Aslında favori çiftim Ayten ve Ahmet’tir ama bu hafta
Nermin ve Lütfü’de de geçtiğimiz haftalarda fark edemediğim bir şeyi gördüm.
Nermin, ne olursa olsun hep Lütfü’nün yanında. Lütfü, batsa da çıksa da teselli
bulduğu son kişi yine Nermin oluyor. Klasik hikâye ya, bilirsiniz: Zengin adam
tüm mal varlığını kaybedince ailesi dâhil etrafında kimse kalmaz. İşte ben Özdemirler’deki bu birlik duygusunu
seviyorum. Çatlaklar, patlaklar ama canımız içiler. ^^
Yazın ortasında giydiği depresyon hırkasıyla isilik olma riskine
rağmen Nermin’in varlığı neşe kattı. Nermin’ciğim, #GülümseYeter. Bak o zaman
nasıl da değişiyor her şey. İştir bu, elbet bulunur. Allah ağzımızın tadını
kaçırmasın. Varsın, Lütfü yatağa en inşaat kokan haliyle girsin. Biliyoruz,
Nermin’in kalbine giden yol plazadan, CEO’luktan geçiyor ama olsun, o da olur
bir gün.
Birkaç karakter dışında bütün karakterlerin gerçekten
altından bir kalbi var ve oyuncular ile birlikte tüm ekip onlara öyle inanıyor
ve bizi de inandırıyorlar ki gerçek hayatta bu kadar iyi insan olmadığını
bildiğim için onlara dört, on dört elle sarılıyorum. Seçillerden, Cemlerden var. O kesin!
Uçan Lütfü. "Ü" ile.
Bu hafta “Yere göğe sığdıramadıklarımız” köşesindeki
isim Erkan Sever olsun mu? Bence olsun. Lütfü’nün ne olursa olsun kızamadığımız
o şeytan tüylü halini öyle güzel sevdirdi ki… Ne yaparsa yapsın kızamıyor da
insan. Hani o karışan CEO’luk görüşmesinden sonra Nermin’e bakışı yok mu? İşte
böyle sahnelerde farkını koyan oyuncular, oyuncular. Lütfü’nün biraz daha
işlenirse “Efsane dizi karakterleri” arasında olacağını düşünüyorum. Yazan,
oynayan, çekenler kalp ben.
"Bi' nane yedim ve babamın soğuk nefesini ensemde hissettim." bakışı.

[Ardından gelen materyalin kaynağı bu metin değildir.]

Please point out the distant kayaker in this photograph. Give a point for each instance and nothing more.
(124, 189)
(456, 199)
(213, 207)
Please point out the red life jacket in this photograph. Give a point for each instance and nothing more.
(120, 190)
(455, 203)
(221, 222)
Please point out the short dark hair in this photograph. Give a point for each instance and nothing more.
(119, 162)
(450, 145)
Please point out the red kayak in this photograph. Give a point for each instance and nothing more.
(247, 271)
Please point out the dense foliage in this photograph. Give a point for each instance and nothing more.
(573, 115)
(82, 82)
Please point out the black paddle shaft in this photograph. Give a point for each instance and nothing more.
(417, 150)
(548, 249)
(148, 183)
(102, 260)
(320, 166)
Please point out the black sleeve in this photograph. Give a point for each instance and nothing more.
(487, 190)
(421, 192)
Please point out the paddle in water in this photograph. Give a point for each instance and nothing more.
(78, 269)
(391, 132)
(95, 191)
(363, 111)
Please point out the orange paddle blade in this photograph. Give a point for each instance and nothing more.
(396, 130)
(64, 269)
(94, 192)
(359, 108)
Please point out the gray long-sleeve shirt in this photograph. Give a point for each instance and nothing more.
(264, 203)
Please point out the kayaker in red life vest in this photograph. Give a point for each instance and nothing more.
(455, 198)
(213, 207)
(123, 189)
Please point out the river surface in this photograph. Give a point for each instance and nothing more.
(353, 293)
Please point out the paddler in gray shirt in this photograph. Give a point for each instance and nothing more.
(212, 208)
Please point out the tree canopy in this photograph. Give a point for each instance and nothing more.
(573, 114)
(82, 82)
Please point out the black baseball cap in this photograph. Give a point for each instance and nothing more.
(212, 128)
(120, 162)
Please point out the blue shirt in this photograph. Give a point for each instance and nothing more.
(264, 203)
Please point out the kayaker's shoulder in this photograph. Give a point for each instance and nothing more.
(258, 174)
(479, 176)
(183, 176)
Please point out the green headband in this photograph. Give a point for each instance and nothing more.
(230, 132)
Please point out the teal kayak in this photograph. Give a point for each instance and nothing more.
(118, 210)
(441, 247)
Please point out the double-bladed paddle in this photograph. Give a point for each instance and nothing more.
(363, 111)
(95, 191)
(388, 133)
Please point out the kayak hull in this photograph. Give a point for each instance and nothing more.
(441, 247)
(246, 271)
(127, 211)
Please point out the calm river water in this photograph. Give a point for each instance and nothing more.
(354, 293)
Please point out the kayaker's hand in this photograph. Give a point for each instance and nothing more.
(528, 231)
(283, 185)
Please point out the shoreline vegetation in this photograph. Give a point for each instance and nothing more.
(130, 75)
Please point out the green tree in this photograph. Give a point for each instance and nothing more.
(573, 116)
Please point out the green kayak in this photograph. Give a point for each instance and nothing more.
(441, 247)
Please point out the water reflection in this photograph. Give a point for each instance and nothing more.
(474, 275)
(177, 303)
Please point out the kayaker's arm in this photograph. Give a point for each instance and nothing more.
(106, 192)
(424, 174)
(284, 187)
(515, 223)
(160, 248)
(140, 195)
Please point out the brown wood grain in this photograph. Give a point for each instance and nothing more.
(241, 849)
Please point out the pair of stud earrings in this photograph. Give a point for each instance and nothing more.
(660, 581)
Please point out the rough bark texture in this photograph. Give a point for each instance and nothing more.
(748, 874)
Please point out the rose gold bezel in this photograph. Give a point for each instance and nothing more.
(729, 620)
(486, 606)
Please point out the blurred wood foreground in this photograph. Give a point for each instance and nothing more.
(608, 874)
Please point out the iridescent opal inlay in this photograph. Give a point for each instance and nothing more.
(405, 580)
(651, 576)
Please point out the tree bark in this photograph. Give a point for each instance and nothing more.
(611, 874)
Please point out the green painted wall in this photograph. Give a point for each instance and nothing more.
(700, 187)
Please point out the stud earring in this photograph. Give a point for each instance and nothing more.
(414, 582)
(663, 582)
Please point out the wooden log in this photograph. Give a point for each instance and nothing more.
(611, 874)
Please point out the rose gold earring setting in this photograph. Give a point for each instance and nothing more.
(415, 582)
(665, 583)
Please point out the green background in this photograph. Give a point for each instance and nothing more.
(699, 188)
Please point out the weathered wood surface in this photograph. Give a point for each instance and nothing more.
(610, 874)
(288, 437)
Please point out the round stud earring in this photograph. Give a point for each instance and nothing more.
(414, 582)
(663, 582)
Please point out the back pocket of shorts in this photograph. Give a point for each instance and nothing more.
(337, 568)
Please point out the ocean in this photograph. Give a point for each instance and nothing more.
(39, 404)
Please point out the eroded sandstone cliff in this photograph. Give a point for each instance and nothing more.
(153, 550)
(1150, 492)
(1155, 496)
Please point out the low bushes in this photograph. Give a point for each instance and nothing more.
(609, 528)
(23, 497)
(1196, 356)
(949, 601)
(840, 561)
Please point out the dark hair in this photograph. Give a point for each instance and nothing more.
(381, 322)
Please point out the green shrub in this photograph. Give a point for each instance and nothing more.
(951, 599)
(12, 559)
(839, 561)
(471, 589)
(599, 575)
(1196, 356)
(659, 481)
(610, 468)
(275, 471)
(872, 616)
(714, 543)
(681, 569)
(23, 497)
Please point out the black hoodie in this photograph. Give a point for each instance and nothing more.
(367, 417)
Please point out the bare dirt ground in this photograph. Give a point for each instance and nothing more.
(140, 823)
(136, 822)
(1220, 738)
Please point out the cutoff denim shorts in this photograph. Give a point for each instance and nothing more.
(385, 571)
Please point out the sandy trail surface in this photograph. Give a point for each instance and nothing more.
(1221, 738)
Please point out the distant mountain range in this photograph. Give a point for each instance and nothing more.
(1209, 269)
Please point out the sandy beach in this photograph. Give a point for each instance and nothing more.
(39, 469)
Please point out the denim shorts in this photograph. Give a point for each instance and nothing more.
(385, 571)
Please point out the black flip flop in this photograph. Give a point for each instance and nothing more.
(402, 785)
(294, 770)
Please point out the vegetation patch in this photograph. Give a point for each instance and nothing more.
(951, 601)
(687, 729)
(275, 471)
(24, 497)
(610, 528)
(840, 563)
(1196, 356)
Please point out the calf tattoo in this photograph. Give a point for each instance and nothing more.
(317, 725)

Yukarıda kast ettiğim “birkaç” ismin ilki tabii ki. “Zeki” kötü olarak düşündüğüm ama “etik dışı” kötü çıkan Seçil. Bir de
Cem var. Aslında Seçil gibi Cem de “kötülüğüne” inandığım bir karakter. Seçil’in
Kemal’i kazanmak için neler yapabileceğini artık az çok tahmin ederken Cem’den
sürpriz ataklar görüyoruz. Cem, sınırları ve sinirleri zorluyor.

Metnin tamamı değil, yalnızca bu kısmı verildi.